Hello Mr. Fritsma,
I am a pharmacy student working in an internal medicine clinic where we manage patients on warfarin. We had a question come in about how an elevated hemoglobin and hematocrit, HGB/HCT can affect INR levels as the lab is stating that as long as this patient’s hemoglobin is elevated, her INR results will not be accurate. They have apparently also been having trouble getting a reading for the past couple weeks. This patient’s last HGB = 20.1 and HCT = 62. Do you have any insight as to how these elevated values would affect the INR? Looking forward to hearing back from you.
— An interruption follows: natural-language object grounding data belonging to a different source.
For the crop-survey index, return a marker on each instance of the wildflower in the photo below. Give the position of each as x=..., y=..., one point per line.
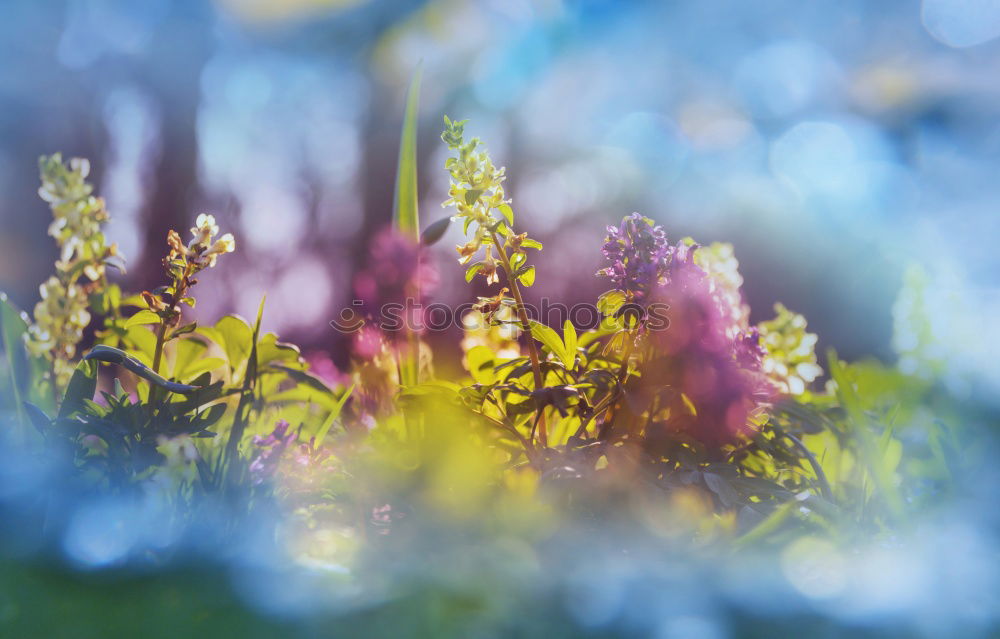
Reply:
x=268, y=451
x=490, y=306
x=177, y=248
x=467, y=251
x=61, y=315
x=225, y=244
x=723, y=390
x=638, y=253
x=204, y=229
x=789, y=351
Thank you, Kayla Brown, PharmD Candidate 2012, Drake University
Hello, Ms. Brown, and thank you for your question. Most anticoagulation clinics employ a point of care (POC) instrument such as the CoaguChek or iStat to perform prothrombin times and compute international normalized ratios (PT/INR). POC instruments are cleared to report the PT/INR when the HCT is 25%–55%. Outside that range, a standard blue-closure venous specimen is collected and accurately assayed using a plasma-based method in the “central” laboratory.
The plasma-based assay is accurate when the HCT is 65% or less. When the HCT is over 65%, the ratio of anticoagulant volume in the collection tube to plasma volume is proportionally elevated, falsely raising the PT/INR. In this case the lab scientist prepares a tube with a measured volume of 3.2% sodium citrate using this formula:
C (mL) = 0.00185 x (100-HCT) x V (mL), where…
- C = mL of 3.2% sodium citrate to be used
- HCT = hematocrit in %
- V = mL of whole blood/anticoagulant solution in the tube.